In your letter, you write that you have an Individual Retirement Account (IRA) in a demand deposit account and another IRA in a time deposit account, each in the amount of $100,000, in the same insured depository institution. You then ask how these two accounts would be insured should the institution go into default. In order to better illustrate how such accounts would be insured under different circumstances, allow me to suppose that, in addition to these two accounts, you have also deposited $100,000 in your own name in the same institution. (The FDIC would call this account an "individually-owned account.")

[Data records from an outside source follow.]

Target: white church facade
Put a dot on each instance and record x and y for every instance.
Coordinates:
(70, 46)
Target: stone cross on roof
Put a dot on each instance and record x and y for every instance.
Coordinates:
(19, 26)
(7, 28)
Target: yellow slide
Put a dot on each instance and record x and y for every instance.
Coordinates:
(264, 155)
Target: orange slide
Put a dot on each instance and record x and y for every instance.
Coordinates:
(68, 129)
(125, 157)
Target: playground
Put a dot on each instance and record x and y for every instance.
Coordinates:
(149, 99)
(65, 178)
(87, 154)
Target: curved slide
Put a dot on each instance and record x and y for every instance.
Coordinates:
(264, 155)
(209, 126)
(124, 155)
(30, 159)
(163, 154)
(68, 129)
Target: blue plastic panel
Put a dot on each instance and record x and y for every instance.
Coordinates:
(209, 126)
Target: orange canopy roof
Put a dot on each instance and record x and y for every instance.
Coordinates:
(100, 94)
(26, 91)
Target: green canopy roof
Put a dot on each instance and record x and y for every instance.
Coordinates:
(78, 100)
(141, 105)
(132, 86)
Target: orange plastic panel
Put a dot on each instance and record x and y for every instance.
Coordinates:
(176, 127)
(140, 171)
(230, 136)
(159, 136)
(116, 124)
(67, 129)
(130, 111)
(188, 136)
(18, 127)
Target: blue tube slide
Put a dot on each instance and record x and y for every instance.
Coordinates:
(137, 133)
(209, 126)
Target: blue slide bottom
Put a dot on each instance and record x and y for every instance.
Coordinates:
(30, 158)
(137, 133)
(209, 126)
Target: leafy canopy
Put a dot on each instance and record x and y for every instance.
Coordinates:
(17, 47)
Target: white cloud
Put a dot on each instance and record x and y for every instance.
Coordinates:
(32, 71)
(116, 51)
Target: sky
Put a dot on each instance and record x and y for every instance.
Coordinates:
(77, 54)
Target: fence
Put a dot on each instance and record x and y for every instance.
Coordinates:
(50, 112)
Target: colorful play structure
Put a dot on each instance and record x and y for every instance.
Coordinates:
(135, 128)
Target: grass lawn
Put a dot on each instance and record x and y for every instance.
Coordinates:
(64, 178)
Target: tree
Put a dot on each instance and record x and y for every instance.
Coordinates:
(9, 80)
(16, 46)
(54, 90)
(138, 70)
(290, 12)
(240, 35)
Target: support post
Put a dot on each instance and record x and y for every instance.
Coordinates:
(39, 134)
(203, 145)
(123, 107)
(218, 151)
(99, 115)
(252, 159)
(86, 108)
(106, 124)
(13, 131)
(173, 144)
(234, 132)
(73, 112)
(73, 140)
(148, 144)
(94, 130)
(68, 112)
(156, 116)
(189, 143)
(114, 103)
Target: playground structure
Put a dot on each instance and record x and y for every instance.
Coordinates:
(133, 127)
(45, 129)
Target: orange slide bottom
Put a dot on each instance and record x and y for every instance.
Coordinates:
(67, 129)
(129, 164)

The answer to your question depends upon who the custodian of your IRAs is. If the custodian is an insured depository institution, then the IRA in the demand account will be separately insured from the IRA in the time account; that is, each account will be insured for up to $100,000, for a maximum insurance coverage of $200,000 on these two IRA accounts. In turn, these two accounts will also be separately insured from the individually-owned account, for a total insurance coverage of up to $300,000 on these three accounts.
However, if the custodian of your IRAs is not an insured depository institution, the IRA in the demand account will not be separately insured from your individually-owned account. Instead, the $100,000 in the demand IRA will be added to the $100,000 in the individually-owned account, and that entire amount insured for up to $100,000 only, leaving $100,000 uninsured. Meanwhile, however, the IRA in the time account will be separately insured for up to $100,000.
I should add that it is highly unusual for one to establish an IRA in a demand deposit account, thereby foregoing the interest that one might earn through another type of account. This fact makes me wonder whether, when you use the term "demand account," you do not actually mean to refer to a NOW or money market account. If the account you refer to as the "demand deposit account" were actually an IRA in the form of a NOW or money market account, that account would be considered a savings deposit for insurance purposes, and as such it would be added to the IRA account in the form of the time deposit account, and that entire amount ($200,000) would be insured for only $100,000. [As our regulations state in section 330.13(a) (please see copy enclosed, at page 48), all vested interests, excluding remainder interests, of any one natural person in time and savings deposits in an insured depository institution which qualify as one or more IRAs will be added together and insured for up to $100,000 in the aggregate.]